# E2E ML Pipeline With AML

- A simple classification model with E2E ML Pipelines

In [1]:
subscriptionID = '2213e8b1-dbc7-4d54-8aff-b5e315df5e5b'
RG = '1-6a7b0882-playground-sandbox'
ws_name = "MLOPS101"

In [2]:
from azure.identity import DefaultAzureCredential
from azure.ai.ml import MLClient

ws = MLClient(
    DefaultAzureCredential(),
    subscription_id = subscriptionID,
    resource_group_name = RG,
    workspace_name= ws_name,
)
print(ws)

MLClient(credential=<azure.identity._credentials.default.DefaultAzureCredential object at 0x7f7d477d82b0>,
         subscription_id=2213e8b1-dbc7-4d54-8aff-b5e315df5e5b,
         resource_group_name=1-6a7b0882-playground-sandbox,
         workspace_name=MLOPS101)


In [3]:
from azure.ai.ml.entities import Data
from azure.ai.ml.constants import AssetTypes

iris_url = "https://gist.githubusercontent.com/netj/8836201/raw/6f9306ad21398ea43cba4f7d537619d0e07d5ae3/iris.csv"

iris_data = Data(
    name = "raw_iris_data",
    path = iris_url,
    type = AssetTypes.URI_FILE,
    description = "Uncleansed IRIS dataset",
    tags = {"source_type": "web"},
    version = "1.0.0",
) #Stores in the default datastore

iris_data = ws.data.create_or_update(iris_data)
print(f"Dataset with name {iris_data.name} was registered to workspace, the dataset version is {iris_data.version}")

Dataset with name raw_iris_data was registered to workspace, the dataset version is 1.0.0


In [4]:
from azure.ai.ml.entities import AmlCompute


def createCluster(cluster_name, size):
    try:
        cpu_cluster = ws.compute.get(cluster_name)
        print(f'{CLUSTER_NAME} exists!')
    except Exception:
        print("Creating a new cpu compute target...")
        cpu_cluster = AmlCompute(
            name=cluster_name,
            type="amlcompute",
            size=size,
            min_instances=0,
            max_instances=1,
            idle_time_before_scale_down=180,
            tier="Dedicated",
        )
        cpu_cluster = ws.compute.begin_create_or_update(cpu_cluster).result()
        print(f'Cluster created successfully named {cpu_cluster.name} with size {cpu_cluster.size}')
    return cpu_cluster

CLUSTER_NAME = 'iris-cluster'
CLUSTER_SIZE = 'Standard_D2_v2'

trainCluster = createCluster(CLUSTER_NAME, CLUSTER_SIZE)

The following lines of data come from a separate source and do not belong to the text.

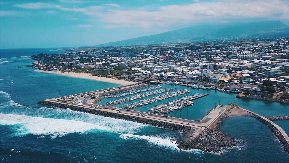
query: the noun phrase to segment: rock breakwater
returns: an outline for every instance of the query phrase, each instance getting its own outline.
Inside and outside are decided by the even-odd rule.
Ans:
[[[277,102],[280,102],[281,103],[285,103],[286,104],[289,104],[289,100],[286,99],[280,99],[279,98],[271,98],[270,97],[261,97],[256,96],[248,96],[246,95],[244,96],[240,97],[241,98],[252,98],[253,99],[257,99],[257,100],[266,100],[266,101],[270,101]]]
[[[270,116],[268,117],[265,117],[271,121],[289,120],[289,116],[287,115]]]
[[[252,114],[252,116],[270,128],[272,132],[279,139],[279,140],[280,141],[282,146],[284,148],[284,150],[288,153],[289,153],[289,144],[288,144],[288,142],[286,141],[286,140],[285,139],[282,134],[280,132],[279,130],[274,125],[269,123],[268,122],[265,120],[260,116],[253,114]]]
[[[184,140],[189,138],[191,135],[194,134],[195,132],[195,128],[194,127],[154,120],[137,117],[130,116],[99,110],[85,108],[76,106],[73,106],[66,104],[48,101],[45,100],[40,101],[38,103],[58,108],[68,108],[75,111],[84,112],[111,118],[123,119],[177,131],[179,132],[179,135],[178,136],[174,138],[173,140],[176,141],[178,144],[178,147],[180,149],[190,149],[191,148],[182,148],[183,147],[185,146],[182,144]]]
[[[205,152],[221,153],[223,148],[232,148],[236,145],[235,139],[224,133],[220,128],[224,120],[229,116],[224,113],[214,122],[213,126],[204,130],[194,139],[191,138],[179,144],[184,149],[198,149]]]

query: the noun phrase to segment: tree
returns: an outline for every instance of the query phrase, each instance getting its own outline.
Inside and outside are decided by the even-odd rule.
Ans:
[[[274,87],[271,85],[268,85],[265,87],[265,88],[264,89],[265,91],[271,92],[273,93],[274,93],[276,91],[276,90],[275,90],[275,88],[274,88]]]
[[[271,86],[271,80],[263,80],[263,84],[265,86]]]
[[[119,70],[121,71],[125,69],[125,65],[122,63],[121,63],[118,65],[114,67],[114,68],[115,70]]]

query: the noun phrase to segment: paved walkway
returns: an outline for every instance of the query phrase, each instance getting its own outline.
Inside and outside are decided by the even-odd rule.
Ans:
[[[146,112],[132,110],[128,111],[125,109],[122,109],[120,110],[120,111],[119,111],[116,110],[119,108],[113,107],[100,105],[99,106],[101,107],[101,108],[97,109],[92,108],[90,106],[86,105],[84,105],[81,106],[55,101],[54,100],[54,99],[48,99],[45,100],[56,103],[77,106],[79,107],[93,110],[100,110],[117,114],[127,115],[130,116],[137,117],[141,118],[193,127],[196,128],[201,129],[202,130],[208,127],[218,118],[220,115],[224,112],[224,111],[225,109],[224,108],[220,107],[221,105],[220,105],[216,107],[215,111],[211,111],[209,113],[210,114],[208,114],[201,120],[194,120],[171,116],[168,116],[167,117],[165,117],[163,116],[160,114],[153,114],[153,115],[150,115]],[[147,114],[147,115],[146,116],[141,116],[138,115],[138,113],[140,114]]]

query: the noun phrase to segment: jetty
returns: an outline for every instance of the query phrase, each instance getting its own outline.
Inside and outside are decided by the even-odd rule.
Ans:
[[[166,108],[167,108],[168,107],[174,107],[177,105],[181,105],[183,104],[184,104],[184,103],[186,102],[187,102],[188,101],[189,101],[194,100],[197,100],[197,99],[200,98],[201,98],[203,97],[207,96],[209,94],[200,94],[197,97],[192,97],[191,98],[190,98],[188,99],[187,99],[185,100],[183,100],[181,102],[174,103],[173,104],[170,105],[169,106],[164,107],[161,108],[160,108],[159,109],[158,109],[157,110],[155,111],[154,112],[155,112],[156,113],[159,113],[161,111],[162,111]]]
[[[61,99],[57,98],[47,99],[40,101],[38,103],[59,108],[68,108],[74,110],[140,123],[142,123],[144,121],[142,120],[149,120],[193,127],[201,130],[208,127],[210,125],[212,124],[212,122],[226,109],[226,106],[223,107],[222,105],[218,105],[215,109],[213,111],[211,111],[209,114],[207,114],[202,119],[195,120],[171,116],[164,117],[162,115],[158,114],[150,114],[149,113],[132,110],[121,109],[121,108],[116,107],[102,105],[98,105],[98,107],[92,107],[91,106],[86,105],[79,105],[66,103],[64,101],[64,99],[62,100]],[[140,114],[142,114],[145,116],[140,115]],[[163,127],[166,127],[165,126]]]

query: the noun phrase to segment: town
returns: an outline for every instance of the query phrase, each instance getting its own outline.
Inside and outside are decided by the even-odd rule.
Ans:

Creating a new cpu compute target...
Cluster created successfully named iris-cluster with size STANDARD_D2_V2


In [5]:
from pathlib import Path

PARENT_DIR = Path("./E2EPipelines")
ENVIRONMENT_DIR = PARENT_DIR / "environment"
DATA_PREP_DIR = PARENT_DIR / "data_prep"
TRAIN_DIR = PARENT_DIR / "train"

ENVIRONMENT_DIR.mkdir(parents = True, exist_ok = True)
DATA_PREP_DIR.mkdir(parents = True, exist_ok = True)
TRAIN_DIR.mkdir(parents = True, exist_ok = True)

<pre>
Refs:

1. https://learn.microsoft.com/en-us/azure/machine-learning/how-to-create-component-pipeline-python?view=azureml-api-2
2. https://learn.microsoft.com/en-us/azure/machine-learning/how-to-use-sweep-in-pipeline?view=azureml-api-2
</pre>

In [6]:
%%writefile {ENVIRONMENT_DIR}/conda.yaml
name: model-env
channels:
  - conda-forge
dependencies:
  - python=3.8
  - numpy=1.21.2
  - pip=21.2.4
  - scikit-learn=0.24.2
  - scipy=1.7.1
  - pandas>=1.1,<1.2
  - pip:
    - inference-schema[numpy-support]==1.3.0
    - xlrd==2.0.1
    - mlflow== 1.26.1
    - azureml-mlflow==1.42.0

Writing E2EPipelines/environment/conda.yaml


In [7]:
from azure.ai.ml.entities import Environment

custom_env_name = "iris-env"

iris_env = Environment(
    name=custom_env_name,
    description="Custom environment for IRIS data",
    tags={"scikit-learn": "0.24.2"},
    conda_file = 'E2EPipelines/environment/conda.yaml',
    image = "mcr.microsoft.com/azureml/openmpi4.1.0-ubuntu20.04:latest",
    version="0.1.0",
)
iris_env = ws.environments.create_or_update(iris_env)

print(
    f"Environment with name {iris_env.name} is registered to workspace, the environment version is {iris_env.version}"
)

Environment with name iris-env is registered to workspace, the environment version is 0.1.0


## Data Preparation Component

In [8]:
%%writefile {DATA_PREP_DIR}/data_prep.py

import os
from pathlib import Path
import argparse
import pandas as pd
from sklearn.preprocessing import LabelEncoder
from sklearn.model_selection import train_test_split
import logging
import mlflow

def labelEncoder(df):
    le = LabelEncoder().fit(df.variety)
    df.variety = le.transform(df.variety)
    return df
    

def main():
    parser = argparse.ArgumentParser()
    parser.add_argument("--raw_data", type = str, help = "Datastore path to the input data")
    parser.add_argument("--split_ratio", type=float, required=False, default=0.25)
    parser.add_argument("--train_data_dir", type = str, help = "Path to the data processed directory")
    parser.add_argument("--test_data_dir", type = str, help = "Path to the data processed directory")
    args = parser.parse_args()

    mlflow.start_run()

    mlflow.log_param("Input ARGS", " ".join(f"{k}={v}" for k, v in vars(args).items()))
    mlflow.log_param("input data:", args.raw_data)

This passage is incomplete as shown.